This article primarily aims to throw light on the recent decision delivered by the Supreme Court in the case of Sarojben Ashwinkumar Shah Etc. v. State of Gujarat & Ors, where court laid down certain principles to make the procedure to be followed while applying Section 319 of the Code of Criminal Procedure, 1973 which empowers a court to adjoin a person, though not being an accused while the suit was filed turns out to be a person who can be tried along with other accused. This particular case relates to the concept of partnership and the liability of the partners towards each other. Allowing the appeal, court laid down following guidelines to be applied while putting into consideration section 319 –
“(i) The Court can exercise the power conferred on it under Section 319 of the Code suo motu or on an application by someone.
(ii) The power conferred under Section 319(1) applies to all courts including the Sessions Court.
(iii) The phrase “any person not being the accused” occurring in Section 319 does not exclude from its operation an accused who has been released by the police under Section 169 of the Code and has been shown in Column 2 of the charge-sheet. In other words, the said expression covers any person who is not being tried already by the court and would include person or persons who have been dropped by the police during investigation but against whom evidence showing their involvement in the offence comes before the court.
(iv) The power to proceed against any person, not being the accused before the court, must be exercised only where there appears during inquiry or trial sufficient evidence indicating his involvement in the offence as an accused and not otherwise. The word `evidence’ in Section 319 contemplates the evidence of witnesses given in court in the inquiry or trial.

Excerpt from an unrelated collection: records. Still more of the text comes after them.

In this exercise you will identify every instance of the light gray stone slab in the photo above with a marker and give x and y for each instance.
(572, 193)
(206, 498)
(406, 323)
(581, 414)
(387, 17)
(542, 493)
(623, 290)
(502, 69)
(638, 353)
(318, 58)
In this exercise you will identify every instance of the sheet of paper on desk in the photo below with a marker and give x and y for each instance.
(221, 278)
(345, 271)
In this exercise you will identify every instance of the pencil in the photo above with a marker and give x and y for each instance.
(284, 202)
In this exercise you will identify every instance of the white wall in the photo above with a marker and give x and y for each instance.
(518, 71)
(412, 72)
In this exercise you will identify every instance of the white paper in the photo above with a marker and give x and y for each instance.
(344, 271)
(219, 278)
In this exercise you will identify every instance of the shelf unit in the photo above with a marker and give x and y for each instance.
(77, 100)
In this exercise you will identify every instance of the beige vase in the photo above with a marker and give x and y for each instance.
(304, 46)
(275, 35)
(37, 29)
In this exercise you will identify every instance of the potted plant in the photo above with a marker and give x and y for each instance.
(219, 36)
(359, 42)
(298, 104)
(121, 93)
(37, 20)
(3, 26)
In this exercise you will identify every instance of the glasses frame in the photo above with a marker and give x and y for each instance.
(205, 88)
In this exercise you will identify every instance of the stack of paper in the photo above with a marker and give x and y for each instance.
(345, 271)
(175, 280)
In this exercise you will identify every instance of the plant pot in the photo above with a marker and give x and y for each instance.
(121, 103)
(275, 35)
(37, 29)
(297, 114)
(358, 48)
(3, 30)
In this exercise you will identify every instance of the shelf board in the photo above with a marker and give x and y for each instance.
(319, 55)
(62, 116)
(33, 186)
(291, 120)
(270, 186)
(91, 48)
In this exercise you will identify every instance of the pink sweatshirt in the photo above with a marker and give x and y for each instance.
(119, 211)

The court cannot add persons as accused on the basis of materials available in the charge- sheet or the case diary but must be based on the evidence adduced before it. In other words, the court must be satisfied that a case for addition of persons as accused, not being the accused before it, has been made out on the additional evidence let in before it.
(v) The power conferred upon the court is although discretionary but is not to be exercised in a routine manner. In a sense, it is an extraordinary power which should be used very sparingly and only if evidence has come on record which sufficiently establishes that the other person has committed an offence. A mere doubt about involvement of the other person on the basis of the evidence let in before the court is not enough. The Court must also be satisfied that circumstances justify and warrant that other person be tried with the already arraigned accused.
(vi) The court while exercising its power under Section 319 of the Code must keep in view full conspectus of the case including the stage at which the trial has proceeded already and the quantum of evidence collected till then.
(vii) Regard must also be had by the court to the constraints imposed in Section 319 (4) that proceedings in respect of newly – added persons shall be commenced afresh from the beginning of the trial.
(viii) The court must, therefore, appropriately consider the above aspects and then exercise its judicial discretion.”
Further case laws discussed by the court –
“the power conferred under Section 319(1) of the Code is applicable to all courts including a Sessions Court and the Court has power to add any person, not being the accused before it, against whom there appears during trial sufficient evidence indicating his involvement in the offence, as an accused and direct him to be tried along with the other accused.”
“19. In these circumstances, therefore, if the prosecution can at any stage produce evidence which satisfies the court that the other accused or those who have not been arrayed as accused against whom proceedings have been quashed have also committed the offence the Court can take cognizance against them and try them along with the other accused. But, we would hasten to add that this is really an extraordinary power which is conferred on the court and should be used very sparingly and only if compelling reasons exist for taking cognizance against the other person against whom action has not been taken. More than this we would not like to say anything further at this stage. We leave the entire matter to the discretion of the court concerned so that it may act according to law. We would, however, make it plain that the mere fact that the proceedings have been quashed against respondents 2 to 5 will not prevent the court from exercising its discretion if it is fully satisfied that a case for taking cognizance against them has been made out on the additional evidence led before it.”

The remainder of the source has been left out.